Гаратафас и Николь как бы замкнулись в себе самих и кружат вокруг мелодии, подобно вертящимся дервишам, ибо ничто не обладает такой гипнотической силой, как канон. Стоит его начать, как уже невозможно остановиться. Он захватывает в свой круг все большее и большее число существ, он притягивает к себе дух и материю. Музыка, как говорил Жоскен, есть воздушная плоть и творящая мистика, прозрачное волшебство, подобное свету, преломленному витражом. Гомбер это помнит. Происходит ничем не объяснимое: немой обретает слово, в яростном холерике рождается сострадание, в угрюмом меланхолике радость, и открываются взорам тайны королей. Случается именно то, что небесные доктора называют чудом, а риторики оксюмороном[65].

И тогда с четырех сторон света стекаются все сожаления, когда-либо испытанные в этом мире, так же как и все тайны. Квадратный двор гарема входит в круговорот, благовония и всевозможные ароматы сплетаются в многоцветном воздухе. С дальнего юго-востока небес прибывают на созвездии Колесницы святая возлюбленная Гомбера Цецилия и святой покровитель муэдзинов Билал[66] и начинают кружиться, взявшись за руки, к великому несчастью всех интегристов[67] Медины и Ватикана.
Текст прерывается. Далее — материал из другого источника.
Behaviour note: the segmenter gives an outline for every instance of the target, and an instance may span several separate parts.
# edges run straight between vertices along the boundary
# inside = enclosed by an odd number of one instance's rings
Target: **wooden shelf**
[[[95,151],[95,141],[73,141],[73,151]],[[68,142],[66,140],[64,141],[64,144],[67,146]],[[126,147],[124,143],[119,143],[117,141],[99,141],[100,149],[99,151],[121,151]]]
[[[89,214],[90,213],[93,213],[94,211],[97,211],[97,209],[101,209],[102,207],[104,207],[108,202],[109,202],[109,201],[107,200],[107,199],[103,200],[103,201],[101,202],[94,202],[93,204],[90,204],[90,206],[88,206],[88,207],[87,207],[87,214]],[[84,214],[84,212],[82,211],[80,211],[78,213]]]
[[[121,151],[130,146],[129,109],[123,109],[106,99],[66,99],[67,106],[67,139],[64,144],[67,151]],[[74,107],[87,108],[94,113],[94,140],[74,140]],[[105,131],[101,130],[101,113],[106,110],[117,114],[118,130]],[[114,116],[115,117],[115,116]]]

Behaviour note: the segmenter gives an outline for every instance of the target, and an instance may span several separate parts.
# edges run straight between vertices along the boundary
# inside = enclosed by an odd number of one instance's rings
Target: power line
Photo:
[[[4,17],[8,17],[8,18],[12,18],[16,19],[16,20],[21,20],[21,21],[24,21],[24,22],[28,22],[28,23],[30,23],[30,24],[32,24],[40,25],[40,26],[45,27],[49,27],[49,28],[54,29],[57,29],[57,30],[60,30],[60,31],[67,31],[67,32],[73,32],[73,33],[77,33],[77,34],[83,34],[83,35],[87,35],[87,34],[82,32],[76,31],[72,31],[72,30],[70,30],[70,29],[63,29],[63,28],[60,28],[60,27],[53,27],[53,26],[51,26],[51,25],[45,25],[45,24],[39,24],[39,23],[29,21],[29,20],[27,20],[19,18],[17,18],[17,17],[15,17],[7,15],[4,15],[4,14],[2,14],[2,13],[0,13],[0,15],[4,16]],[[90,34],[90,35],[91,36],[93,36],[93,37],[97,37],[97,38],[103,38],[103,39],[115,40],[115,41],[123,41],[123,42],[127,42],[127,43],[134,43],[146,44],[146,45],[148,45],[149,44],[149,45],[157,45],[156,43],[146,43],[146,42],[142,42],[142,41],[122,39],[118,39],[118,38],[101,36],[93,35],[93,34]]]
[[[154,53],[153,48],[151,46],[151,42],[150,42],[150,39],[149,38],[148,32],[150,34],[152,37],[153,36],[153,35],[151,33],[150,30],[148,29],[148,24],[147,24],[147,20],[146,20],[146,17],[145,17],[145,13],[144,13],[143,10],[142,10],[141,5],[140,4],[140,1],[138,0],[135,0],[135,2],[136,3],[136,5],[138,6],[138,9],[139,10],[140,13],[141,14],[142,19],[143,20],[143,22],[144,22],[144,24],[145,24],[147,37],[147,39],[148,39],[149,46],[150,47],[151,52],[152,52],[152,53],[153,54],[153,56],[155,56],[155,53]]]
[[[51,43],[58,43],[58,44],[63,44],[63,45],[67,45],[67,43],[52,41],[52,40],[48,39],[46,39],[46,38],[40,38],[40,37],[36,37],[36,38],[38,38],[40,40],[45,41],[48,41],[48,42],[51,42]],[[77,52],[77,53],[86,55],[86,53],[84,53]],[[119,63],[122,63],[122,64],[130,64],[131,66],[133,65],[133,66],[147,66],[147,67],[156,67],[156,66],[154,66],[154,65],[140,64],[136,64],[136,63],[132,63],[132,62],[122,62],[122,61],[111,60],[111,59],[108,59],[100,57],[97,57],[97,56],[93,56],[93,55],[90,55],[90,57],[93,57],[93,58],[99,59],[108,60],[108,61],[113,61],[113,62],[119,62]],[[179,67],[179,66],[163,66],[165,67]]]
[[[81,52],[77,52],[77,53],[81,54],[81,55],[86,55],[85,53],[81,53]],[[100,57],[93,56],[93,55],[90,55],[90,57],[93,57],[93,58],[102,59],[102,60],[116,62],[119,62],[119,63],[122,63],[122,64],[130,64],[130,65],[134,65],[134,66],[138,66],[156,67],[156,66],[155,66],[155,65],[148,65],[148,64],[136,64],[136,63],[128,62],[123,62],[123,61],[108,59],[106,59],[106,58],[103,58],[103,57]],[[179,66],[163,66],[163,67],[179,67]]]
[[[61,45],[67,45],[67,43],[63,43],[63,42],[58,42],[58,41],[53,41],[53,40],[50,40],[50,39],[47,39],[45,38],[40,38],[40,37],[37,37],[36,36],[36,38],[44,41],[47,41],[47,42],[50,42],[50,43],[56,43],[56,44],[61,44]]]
Все это выбивает из колеи троицу Любителей дергать за ниточки, до тех пор хранившую невозмутимость. Выйдя из повиновения Предвечному, теноры из племени Левия[68] покидают Его святой храм и, войдя в транс, прямо из обеих алжирских синагог переносятся на Дженина с пением самой прекрасной «аллилуйя», какую когда-либо слышал раввин. С Атласских гор спускаются gnawas[69] и щелканьем своих кастаньет сзывают целительные силы. В эту ночь страха и спасения великая lila[70] на полынных и конопляных ногах, путаясь в подолах своих джелаба, полчищами взбирается по лестницам бейлербея и застает волнующую сцену: дым вырывается из его ушей, а голова, подобно кадилу покачивающаяся у ног Гаратафаса, доверчиво приникает ко лбу преображенного Гомбера.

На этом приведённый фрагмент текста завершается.